- Published on
A/B Testing LLM Models and Prompts — Replacing Guesswork With Data
- Authors

- Name
- Sanjeev Sharma
- @webcoderspeed1
Introduction
You''ve written a new prompt that you think is better. Or you want to try a faster, cheaper model. How do you know if the change actually improves user experience without breaking production?
This post covers A/B testing architectures for LLM model and prompt changes, with statistical rigor and safety nets.

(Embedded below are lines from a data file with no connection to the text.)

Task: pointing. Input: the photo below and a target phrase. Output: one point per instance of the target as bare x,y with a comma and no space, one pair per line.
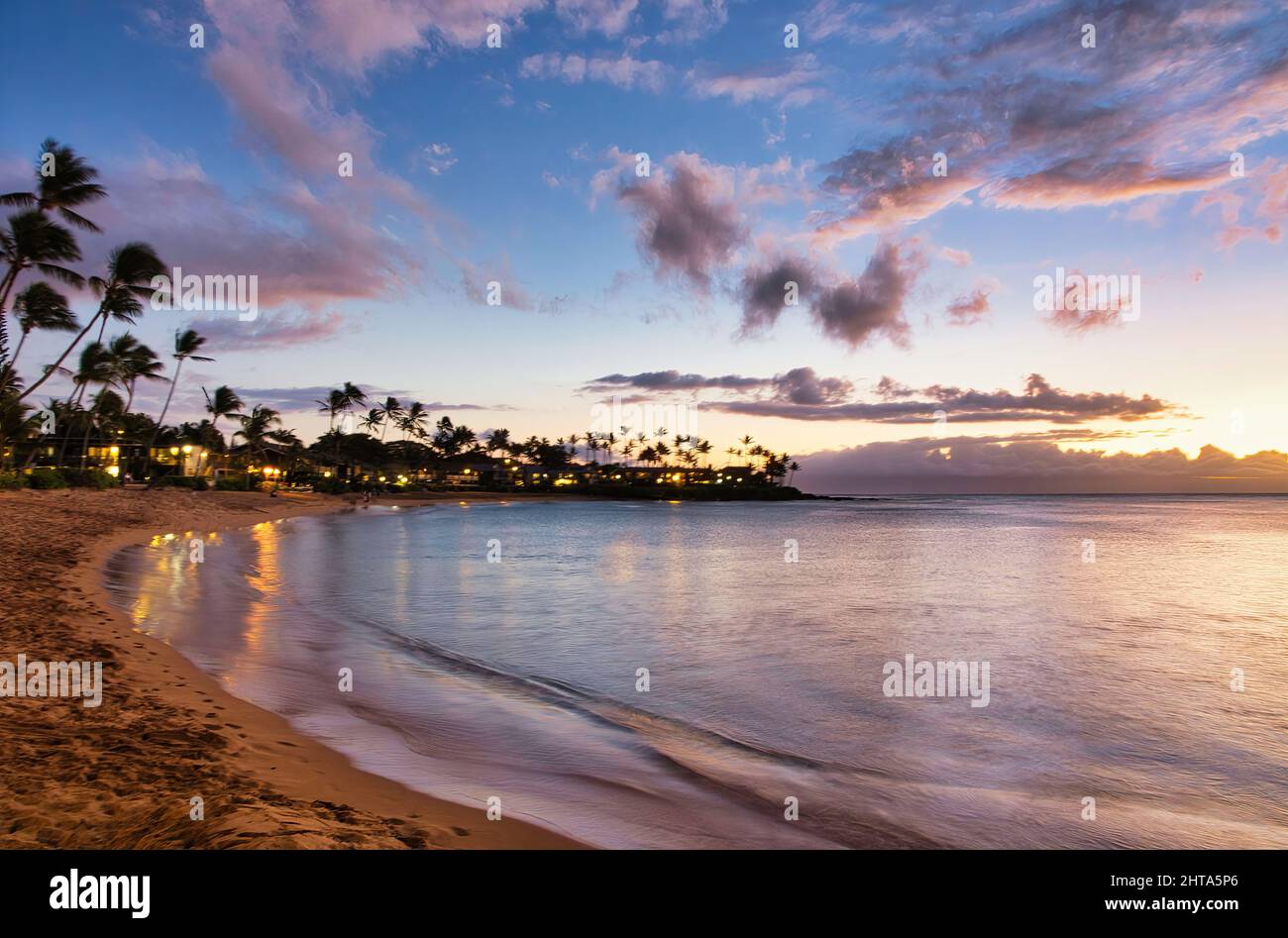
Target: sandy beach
123,775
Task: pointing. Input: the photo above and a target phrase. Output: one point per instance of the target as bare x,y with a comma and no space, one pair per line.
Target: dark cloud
269,333
764,290
857,311
673,380
804,386
1033,120
966,311
966,466
850,311
797,386
304,399
690,223
1039,401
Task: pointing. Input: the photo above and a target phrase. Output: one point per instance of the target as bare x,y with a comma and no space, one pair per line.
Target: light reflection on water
1109,679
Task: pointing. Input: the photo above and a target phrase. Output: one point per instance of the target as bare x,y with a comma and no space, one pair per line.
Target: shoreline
123,775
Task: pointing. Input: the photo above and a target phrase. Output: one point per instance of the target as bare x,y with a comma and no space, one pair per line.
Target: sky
642,180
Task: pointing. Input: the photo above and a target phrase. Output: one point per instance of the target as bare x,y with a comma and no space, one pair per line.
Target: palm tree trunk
156,432
44,377
67,436
89,425
13,361
11,277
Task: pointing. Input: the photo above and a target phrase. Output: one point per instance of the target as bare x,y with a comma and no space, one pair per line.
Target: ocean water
1116,632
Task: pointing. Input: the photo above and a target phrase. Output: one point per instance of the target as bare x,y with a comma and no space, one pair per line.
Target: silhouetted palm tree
134,361
185,346
390,411
39,307
63,180
34,243
130,269
223,403
413,420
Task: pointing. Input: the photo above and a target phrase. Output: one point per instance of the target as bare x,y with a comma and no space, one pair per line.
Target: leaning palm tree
223,403
97,366
259,428
63,180
390,411
39,307
134,361
34,243
375,418
185,346
413,420
331,405
130,269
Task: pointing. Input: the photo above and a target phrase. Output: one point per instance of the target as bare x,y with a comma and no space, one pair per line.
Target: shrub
235,483
44,476
331,486
175,482
89,478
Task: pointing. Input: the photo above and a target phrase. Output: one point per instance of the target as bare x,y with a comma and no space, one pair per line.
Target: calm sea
1117,633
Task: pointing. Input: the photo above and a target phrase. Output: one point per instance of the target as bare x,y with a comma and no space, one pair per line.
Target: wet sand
124,775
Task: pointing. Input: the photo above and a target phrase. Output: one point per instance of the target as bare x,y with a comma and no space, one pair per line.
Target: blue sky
515,163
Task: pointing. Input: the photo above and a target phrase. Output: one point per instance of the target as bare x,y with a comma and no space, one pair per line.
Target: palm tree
34,241
130,269
223,403
133,361
71,183
390,411
331,405
413,420
259,428
39,307
97,366
185,346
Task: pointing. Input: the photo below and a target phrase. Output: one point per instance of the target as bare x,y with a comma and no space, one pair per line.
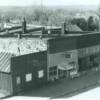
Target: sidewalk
65,86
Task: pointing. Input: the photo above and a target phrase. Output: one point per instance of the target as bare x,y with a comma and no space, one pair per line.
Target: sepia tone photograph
49,50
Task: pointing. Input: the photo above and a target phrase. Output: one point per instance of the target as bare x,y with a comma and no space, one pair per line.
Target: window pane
18,80
40,73
29,77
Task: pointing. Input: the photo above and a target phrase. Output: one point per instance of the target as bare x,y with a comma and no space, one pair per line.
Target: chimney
63,29
24,27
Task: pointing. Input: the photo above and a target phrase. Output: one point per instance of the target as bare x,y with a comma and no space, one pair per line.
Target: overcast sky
48,2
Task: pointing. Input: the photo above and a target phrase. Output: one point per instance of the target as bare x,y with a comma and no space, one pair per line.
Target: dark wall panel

- Model A/B Testing Architecture
- Shadow Mode: Run Both Models, Show One
- Statistical Significance Testing
- Gradual Rollout: Canary to 100%
- Conclusion
Model A/B Testing Architecture
Split traffic between two model versions and measure quality metrics:
import { v4 as uuidv4 } from "uuid";
interface ExperimentConfig {
experimentId: string;
controlModelName: string;
treatmentModelName: string;
trafficSplitPercent: number; // e.g., 50 for 50/50 split
minimumSampleSize: number;
statisticalSignificanceThreshold: number; // e.g., 0.05
}
interface ExperimentResult {
userId: string;
experimentId: string;
variant: "control" | "treatment";
modelName: string;
responseQuality: number; // 0-1
latencyMs: number;
costUSD: number;
timestamp: Date;
}
class ABTestingOrchestrator {
async assignVariant(
userId: string,
experimentId: string
): Promise<"control" | "treatment"> {
// Deterministic assignment: same user always gets same variant
const hash = this.hashUserId(userId);
const assignment = hash % 100;
// Read from feature flag system or database
const experiment = await this.getExperiment(experimentId);
if (assignment < experiment.trafficSplitPercent) {
return "treatment";
}
return "control";
}
async selectModel(
userId: string,
experimentId: string,
defaultModel: string
): Promise<string> {
const variant = await this.assignVariant(userId, experimentId);
const experiment = await this.getExperiment(experimentId);
if (variant === "treatment") {
return experiment.treatmentModelName;
}
return experiment.controlModelName;
}
async recordResult(result: ExperimentResult): Promise<void> {
// Store in database for analysis
await this.persistResult(result);
// Check for early stopping (quality regression)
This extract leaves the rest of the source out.